The clinical picture of manic-depressive psychosis
In manic-depressive psychosis, two opposite phases or episodes are distinguished: manic and depressive.
The episode of mania includes three main symptoms: increased mood, motor arousal, and mental arousal. In a manic episode, hyperactivity, loud laughter, talkativeness, active facial expressions and gestures, short sleep (not more than 4-5 hours per day) are noted. Despite a good appetite, there is a loss of body weight due to constant activity and movements, which requires high energy costs. Mental agitation is manifested by a reassessment of one’s abilities and role in society. As a result, the patient can impersonate a talented person in various fields (art, politics, business, etc.), to which he had not the slightest relationship before the illness.
In the phase of depression, the patient becomes lethargic, lethargic, with a depressed mood, lack of vital interest, deterioration of professional skills or even loss of capacity for work. Thinking processes become slow, reactions are inhibited, cognitive abilities decrease. Motor activity is significantly reduced, physical inactivity develops, more time is spent on the performance of previous tasks. Appetite disappears (leads to weight loss), drowsiness appears (especially in the daytime). A depressive episode is characterized by suspiciousness, constant anxiety, and indifference to surrounding events, including those that directly concern the patient himself.

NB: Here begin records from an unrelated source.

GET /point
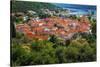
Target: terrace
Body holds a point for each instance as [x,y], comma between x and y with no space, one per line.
[64,28]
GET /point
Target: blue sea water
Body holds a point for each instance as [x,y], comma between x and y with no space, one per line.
[78,9]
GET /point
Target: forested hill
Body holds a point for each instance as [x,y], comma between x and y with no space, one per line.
[23,6]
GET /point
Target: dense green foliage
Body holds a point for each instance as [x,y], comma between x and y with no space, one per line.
[81,48]
[35,52]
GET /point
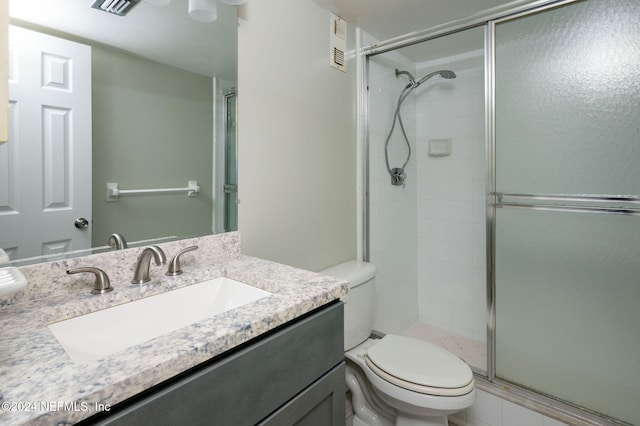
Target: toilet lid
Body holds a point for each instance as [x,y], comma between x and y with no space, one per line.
[420,366]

There are problems in the genital area (loss of libido, impotence in men, amenorrhea in women).
Sometimes, instead of an episode of mania in bipolar affective disorder, there may be an episode of hypomania, which manifests itself with the same symptoms, but with a moderate, less pronounced manifestation (increased mood, vigor, quick speech, moderately fast movements).
The course of manic-depressive psychosis can have various options. Mania episodes are slightly shorter than episodes of depression. On average, 1-2 months and 3-7 months, respectively, but the timing can vary from two weeks to two years. Variation is also observed in the alternation of mania and depression: they can replace each other without "bright" intervals, with the presence of a "bright gap" between each phase or between a pair of "mania-depression". Sometimes the alternation of mania and depression is random, or one of the phases may be completely absent (only episodes of mania or only episodes of depression). In the latter case, differential diagnosis with recurrent depression is significantly more difficult.
Treatment of Bipolar Affective Disorders
Therapy of bipolar affective disorders is a very difficult task. At Clinic K + 31, highly qualified specialists with extensive experience in psychiatry deal with the treatment of manic-depressive psychoses. Given the severity of this mental disorder, after a diagnosis is established, non-drug methods (psychotherapy) are immediately combined with the appointment of several groups of drugs (psychopharmacology).
The treatment of bipolar disorder should take into account the phase of the course of the disease (mania or depression), so patients are constantly monitored by a psychotherapist for timely adjustment of prescribed drugs. In the episode of depression, the key group is antidepressants, antipsychotics, lithium drugs and anticonvulsants remain in the background to prevent or ameliorate the episode of mania. When a manic episode returns, the treatment regimen changes with emphasis on normotics and antipsychotics.